A suspeita é de que o autor pretendia seguir viagem até a capital mineira, onde tentaria se esconder. A prisão ocorreu ainda no mesmo dia, durante operação montada após a identificação do suspeito.
De acordo com a polícia, um homem e uma mulher que teriam ajudado a acobertar a fuga também foram levados à delegacia.

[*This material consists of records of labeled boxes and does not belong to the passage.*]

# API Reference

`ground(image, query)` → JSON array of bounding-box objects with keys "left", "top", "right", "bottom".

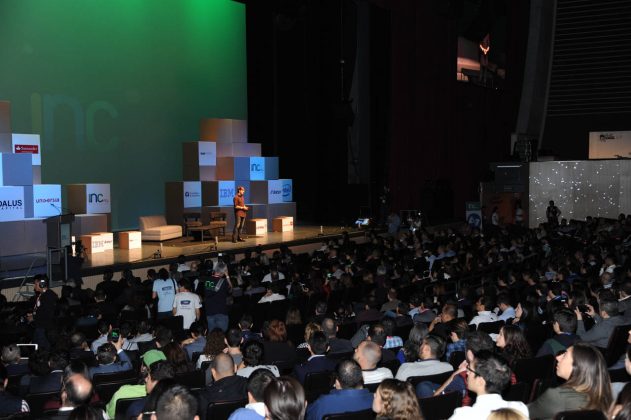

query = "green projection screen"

[{"left": 0, "top": 0, "right": 247, "bottom": 230}]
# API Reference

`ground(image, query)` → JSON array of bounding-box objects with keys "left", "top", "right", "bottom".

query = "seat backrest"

[
  {"left": 114, "top": 397, "right": 145, "bottom": 420},
  {"left": 408, "top": 370, "right": 453, "bottom": 387},
  {"left": 305, "top": 372, "right": 335, "bottom": 402},
  {"left": 554, "top": 410, "right": 607, "bottom": 420},
  {"left": 419, "top": 392, "right": 462, "bottom": 420},
  {"left": 24, "top": 391, "right": 59, "bottom": 419},
  {"left": 138, "top": 215, "right": 167, "bottom": 231},
  {"left": 605, "top": 325, "right": 631, "bottom": 366},
  {"left": 206, "top": 399, "right": 248, "bottom": 420},
  {"left": 322, "top": 409, "right": 375, "bottom": 420}
]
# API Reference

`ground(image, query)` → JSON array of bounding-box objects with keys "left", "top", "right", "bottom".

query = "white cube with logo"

[
  {"left": 118, "top": 230, "right": 142, "bottom": 249},
  {"left": 79, "top": 234, "right": 105, "bottom": 254},
  {"left": 24, "top": 184, "right": 67, "bottom": 218},
  {"left": 11, "top": 133, "right": 42, "bottom": 166},
  {"left": 0, "top": 186, "right": 25, "bottom": 222},
  {"left": 245, "top": 219, "right": 267, "bottom": 236},
  {"left": 182, "top": 181, "right": 202, "bottom": 209},
  {"left": 272, "top": 216, "right": 294, "bottom": 232},
  {"left": 93, "top": 232, "right": 114, "bottom": 251},
  {"left": 0, "top": 153, "right": 33, "bottom": 186},
  {"left": 66, "top": 184, "right": 112, "bottom": 214}
]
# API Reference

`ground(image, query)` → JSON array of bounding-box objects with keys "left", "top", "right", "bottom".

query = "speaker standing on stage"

[{"left": 232, "top": 186, "right": 249, "bottom": 242}]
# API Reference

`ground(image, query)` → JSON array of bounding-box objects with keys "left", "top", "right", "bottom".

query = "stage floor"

[{"left": 81, "top": 226, "right": 365, "bottom": 275}]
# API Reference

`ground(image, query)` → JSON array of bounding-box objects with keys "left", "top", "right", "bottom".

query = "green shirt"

[{"left": 105, "top": 385, "right": 147, "bottom": 419}]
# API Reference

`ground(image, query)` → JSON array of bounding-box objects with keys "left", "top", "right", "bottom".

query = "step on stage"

[{"left": 81, "top": 226, "right": 366, "bottom": 277}]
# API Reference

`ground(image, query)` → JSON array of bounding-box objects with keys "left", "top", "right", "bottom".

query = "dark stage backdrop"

[
  {"left": 244, "top": 0, "right": 529, "bottom": 223},
  {"left": 0, "top": 0, "right": 247, "bottom": 229}
]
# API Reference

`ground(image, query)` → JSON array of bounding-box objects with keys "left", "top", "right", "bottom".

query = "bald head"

[
  {"left": 62, "top": 373, "right": 92, "bottom": 407},
  {"left": 355, "top": 341, "right": 381, "bottom": 369},
  {"left": 211, "top": 353, "right": 234, "bottom": 381}
]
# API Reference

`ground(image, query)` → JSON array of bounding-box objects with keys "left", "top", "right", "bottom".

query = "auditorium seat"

[{"left": 138, "top": 215, "right": 182, "bottom": 241}]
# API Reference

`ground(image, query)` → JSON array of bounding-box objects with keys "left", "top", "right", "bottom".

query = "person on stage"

[{"left": 232, "top": 185, "right": 249, "bottom": 243}]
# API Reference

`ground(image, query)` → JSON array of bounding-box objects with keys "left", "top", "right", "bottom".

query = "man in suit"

[
  {"left": 89, "top": 333, "right": 132, "bottom": 379},
  {"left": 294, "top": 331, "right": 336, "bottom": 385},
  {"left": 306, "top": 360, "right": 373, "bottom": 420},
  {"left": 322, "top": 318, "right": 353, "bottom": 354},
  {"left": 574, "top": 292, "right": 626, "bottom": 348}
]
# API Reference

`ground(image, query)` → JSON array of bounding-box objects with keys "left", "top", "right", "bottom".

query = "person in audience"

[
  {"left": 396, "top": 335, "right": 453, "bottom": 381},
  {"left": 2, "top": 344, "right": 30, "bottom": 376},
  {"left": 307, "top": 360, "right": 373, "bottom": 420},
  {"left": 528, "top": 342, "right": 613, "bottom": 419},
  {"left": 196, "top": 329, "right": 226, "bottom": 369},
  {"left": 263, "top": 319, "right": 296, "bottom": 366},
  {"left": 123, "top": 360, "right": 175, "bottom": 419},
  {"left": 322, "top": 318, "right": 353, "bottom": 354},
  {"left": 263, "top": 376, "right": 307, "bottom": 420},
  {"left": 200, "top": 353, "right": 248, "bottom": 410},
  {"left": 151, "top": 268, "right": 177, "bottom": 320},
  {"left": 537, "top": 309, "right": 580, "bottom": 357},
  {"left": 224, "top": 328, "right": 243, "bottom": 366},
  {"left": 49, "top": 374, "right": 95, "bottom": 420},
  {"left": 0, "top": 364, "right": 31, "bottom": 417},
  {"left": 173, "top": 278, "right": 202, "bottom": 330},
  {"left": 497, "top": 293, "right": 515, "bottom": 322},
  {"left": 372, "top": 379, "right": 423, "bottom": 420},
  {"left": 228, "top": 369, "right": 276, "bottom": 420},
  {"left": 353, "top": 341, "right": 393, "bottom": 385},
  {"left": 259, "top": 283, "right": 286, "bottom": 303},
  {"left": 89, "top": 337, "right": 132, "bottom": 379},
  {"left": 486, "top": 408, "right": 528, "bottom": 420},
  {"left": 496, "top": 325, "right": 532, "bottom": 365},
  {"left": 151, "top": 385, "right": 199, "bottom": 420},
  {"left": 397, "top": 324, "right": 429, "bottom": 363},
  {"left": 445, "top": 318, "right": 469, "bottom": 362},
  {"left": 450, "top": 351, "right": 528, "bottom": 420},
  {"left": 198, "top": 261, "right": 232, "bottom": 332},
  {"left": 429, "top": 303, "right": 458, "bottom": 341},
  {"left": 161, "top": 342, "right": 193, "bottom": 374},
  {"left": 574, "top": 298, "right": 627, "bottom": 349},
  {"left": 294, "top": 331, "right": 336, "bottom": 385},
  {"left": 182, "top": 321, "right": 206, "bottom": 362},
  {"left": 469, "top": 295, "right": 497, "bottom": 327},
  {"left": 237, "top": 341, "right": 280, "bottom": 378},
  {"left": 239, "top": 314, "right": 263, "bottom": 342}
]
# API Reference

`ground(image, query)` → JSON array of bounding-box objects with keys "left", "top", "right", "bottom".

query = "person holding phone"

[{"left": 232, "top": 185, "right": 250, "bottom": 243}]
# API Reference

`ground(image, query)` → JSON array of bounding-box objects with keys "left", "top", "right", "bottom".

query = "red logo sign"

[{"left": 15, "top": 144, "right": 39, "bottom": 155}]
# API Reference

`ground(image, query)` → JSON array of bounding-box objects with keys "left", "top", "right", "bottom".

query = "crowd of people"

[{"left": 0, "top": 215, "right": 631, "bottom": 420}]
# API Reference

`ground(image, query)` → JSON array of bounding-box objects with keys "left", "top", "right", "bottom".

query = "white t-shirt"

[
  {"left": 173, "top": 292, "right": 202, "bottom": 330},
  {"left": 152, "top": 279, "right": 177, "bottom": 312}
]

Após a prisão, os militares localizaram duas armas sem registro em um imóvel ligado ao suspeito: um revólver calibre .32, usado no crime, e uma espingarda.

O crime
O assassinato ocorreu horas após José aplicar uma advertência disciplinar ao funcionário. Ambos trabalhavam no Serviço Autônomo de Água e Esgoto (Saae) de Piumhi.
Conforme a polícia, Sinésio teria se recusado a assinar o documento e acabou suspenso por três dias. Mais tarde, foi até a casa do chefe, entrou no imóvel após tocar a campainha e efetuou um disparo contra a vítima e outro para o alto.
José Wilson chegou a ser socorrido, mas morreu a caminho do hospital.
A morte causou forte comoção no município. Segundo relatos de colegas, José Wilson era conhecido pelo perfil tranquilo e pela postura ética no trabalho. Em nota, a Saae afirmou que ao longo de sua trajetória ele demonstrou dedicação e profissionalismo.